When the inevitable arises, and our parents, who spent so long raising us and shaping us, begin to need help themselves, are you actually caring for them in the way that they want? As our parents get older and they rely on us to support them, physically and emotionally, we have to give thought to the entire package when it comes to caring. Not just about paying lip service to the idea, but also ensuring we look after their best interests. What are the things that we need to touch on to ensure that we are giving them our attention, but also looking after what is important to them?

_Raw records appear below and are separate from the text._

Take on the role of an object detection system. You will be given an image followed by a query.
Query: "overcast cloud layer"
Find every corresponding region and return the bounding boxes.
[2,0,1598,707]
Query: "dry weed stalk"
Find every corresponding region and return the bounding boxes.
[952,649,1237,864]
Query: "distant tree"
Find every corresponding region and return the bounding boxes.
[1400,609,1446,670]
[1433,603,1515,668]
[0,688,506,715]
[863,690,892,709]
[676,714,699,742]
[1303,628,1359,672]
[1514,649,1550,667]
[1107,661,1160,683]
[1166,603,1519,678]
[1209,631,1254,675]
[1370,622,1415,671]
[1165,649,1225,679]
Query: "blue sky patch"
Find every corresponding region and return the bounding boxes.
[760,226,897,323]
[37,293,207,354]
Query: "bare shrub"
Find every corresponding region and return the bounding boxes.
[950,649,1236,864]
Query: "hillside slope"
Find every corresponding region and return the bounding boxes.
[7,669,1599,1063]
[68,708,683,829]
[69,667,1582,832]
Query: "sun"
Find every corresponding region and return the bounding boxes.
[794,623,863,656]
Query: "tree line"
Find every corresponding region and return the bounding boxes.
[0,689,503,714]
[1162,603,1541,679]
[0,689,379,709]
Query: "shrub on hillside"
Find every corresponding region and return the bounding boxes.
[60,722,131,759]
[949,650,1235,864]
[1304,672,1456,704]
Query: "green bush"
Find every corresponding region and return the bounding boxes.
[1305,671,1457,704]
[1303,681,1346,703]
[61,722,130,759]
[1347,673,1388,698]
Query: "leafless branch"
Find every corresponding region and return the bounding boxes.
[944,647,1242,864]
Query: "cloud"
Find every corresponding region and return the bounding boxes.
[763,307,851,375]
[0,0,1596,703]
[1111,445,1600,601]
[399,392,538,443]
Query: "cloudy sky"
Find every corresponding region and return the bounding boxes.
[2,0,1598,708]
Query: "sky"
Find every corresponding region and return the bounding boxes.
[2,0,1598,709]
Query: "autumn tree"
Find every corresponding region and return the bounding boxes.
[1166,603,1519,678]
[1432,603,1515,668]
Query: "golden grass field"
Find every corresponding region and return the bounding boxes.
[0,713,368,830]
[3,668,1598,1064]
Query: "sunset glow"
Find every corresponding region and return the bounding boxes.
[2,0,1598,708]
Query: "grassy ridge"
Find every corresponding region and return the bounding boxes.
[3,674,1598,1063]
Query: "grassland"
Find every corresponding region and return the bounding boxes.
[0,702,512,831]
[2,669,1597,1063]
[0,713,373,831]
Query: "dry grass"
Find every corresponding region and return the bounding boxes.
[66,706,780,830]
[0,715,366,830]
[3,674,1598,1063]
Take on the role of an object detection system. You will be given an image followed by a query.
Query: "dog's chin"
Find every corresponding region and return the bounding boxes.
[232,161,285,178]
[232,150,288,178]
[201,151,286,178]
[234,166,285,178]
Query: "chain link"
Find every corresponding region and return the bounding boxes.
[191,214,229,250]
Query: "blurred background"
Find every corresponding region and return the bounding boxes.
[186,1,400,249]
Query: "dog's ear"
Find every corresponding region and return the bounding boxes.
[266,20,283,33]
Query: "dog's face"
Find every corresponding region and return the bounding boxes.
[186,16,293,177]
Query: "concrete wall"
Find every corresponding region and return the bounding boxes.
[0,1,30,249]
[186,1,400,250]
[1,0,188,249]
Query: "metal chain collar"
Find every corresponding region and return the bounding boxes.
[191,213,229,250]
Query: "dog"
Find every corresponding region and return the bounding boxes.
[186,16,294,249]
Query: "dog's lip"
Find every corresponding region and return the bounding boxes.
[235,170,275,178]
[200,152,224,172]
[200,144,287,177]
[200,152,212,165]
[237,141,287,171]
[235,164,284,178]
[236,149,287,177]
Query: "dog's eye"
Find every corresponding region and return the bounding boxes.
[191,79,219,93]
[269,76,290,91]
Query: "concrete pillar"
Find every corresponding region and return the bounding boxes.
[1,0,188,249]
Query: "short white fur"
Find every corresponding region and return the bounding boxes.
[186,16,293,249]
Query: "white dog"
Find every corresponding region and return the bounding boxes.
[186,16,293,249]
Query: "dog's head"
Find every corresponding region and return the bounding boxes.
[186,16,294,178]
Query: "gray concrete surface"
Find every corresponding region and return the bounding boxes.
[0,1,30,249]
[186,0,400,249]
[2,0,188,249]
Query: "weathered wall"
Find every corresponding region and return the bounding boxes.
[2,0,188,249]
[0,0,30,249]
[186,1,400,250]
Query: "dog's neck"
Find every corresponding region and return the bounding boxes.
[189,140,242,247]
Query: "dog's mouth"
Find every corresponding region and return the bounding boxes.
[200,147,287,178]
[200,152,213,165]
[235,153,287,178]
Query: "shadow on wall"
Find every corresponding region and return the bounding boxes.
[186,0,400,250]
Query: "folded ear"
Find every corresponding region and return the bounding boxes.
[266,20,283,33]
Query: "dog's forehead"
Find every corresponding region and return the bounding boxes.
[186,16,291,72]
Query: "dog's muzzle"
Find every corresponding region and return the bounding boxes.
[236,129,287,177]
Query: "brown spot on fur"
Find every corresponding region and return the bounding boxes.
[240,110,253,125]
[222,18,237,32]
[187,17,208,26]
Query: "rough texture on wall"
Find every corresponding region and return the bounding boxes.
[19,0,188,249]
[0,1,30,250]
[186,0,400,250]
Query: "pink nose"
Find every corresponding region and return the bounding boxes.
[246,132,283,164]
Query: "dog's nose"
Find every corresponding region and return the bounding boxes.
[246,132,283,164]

Not Making Decisions Without Their Input
This is one of those things that happen more often than you’d think. Many siblings can gather around a kitchen table to decide on the best course of action for their aging parents, but it becomes clear who is actually interested in their welfare and who is edging for a bigger slice of the inheritance. While this is an elephant in the room many people don’t like to tackle, when we are making decisions for the benefit of our parents, maybe if they’re not of sound mind anymore, we have to do what we can to serve their wishes well. This may mean putting them into a retirement community rather than a “care home” and this could make all the difference. It’s very simple; if we want to serve our parents best wishes, we just have to ask them what they want. But surprisingly, there are many children of aging parents that don’t think like this.
Making Them A More Prominent Part Of Our Lives
As our parents age, we may realize how much we’ve taken them for granted over the years. They’ve done a lot for us, financially and emotionally, and if the shoe was on the other foot, how would we feel if we were being put out to pasture? In looking after our parents best interests, maybe it’s worth extending those olive branches all over again? If you have children, and the issue of distance gave you a reason to not visit your parents, as the reality sets in that your parents need more help, it’s time to take on more duties. We all make excuses in this respect, perhaps we’re too busy with our own lives, but if we are intent on making some sort of amends, either with our parents or with our own conscience then we’ve got to work at making our parents more involved. We can place the blame on them, but for those who are determined to make it work and refocus back on to our parents, they will shoulder the strain.
In life, there are a few incidents that make us realize the futility of life. As our parents get older, and we become the caregivers, everything can come into focus. As our parents get older, they can get sidelined, but if you want to give them the dignity they deserve, it’s about extending the olive branch.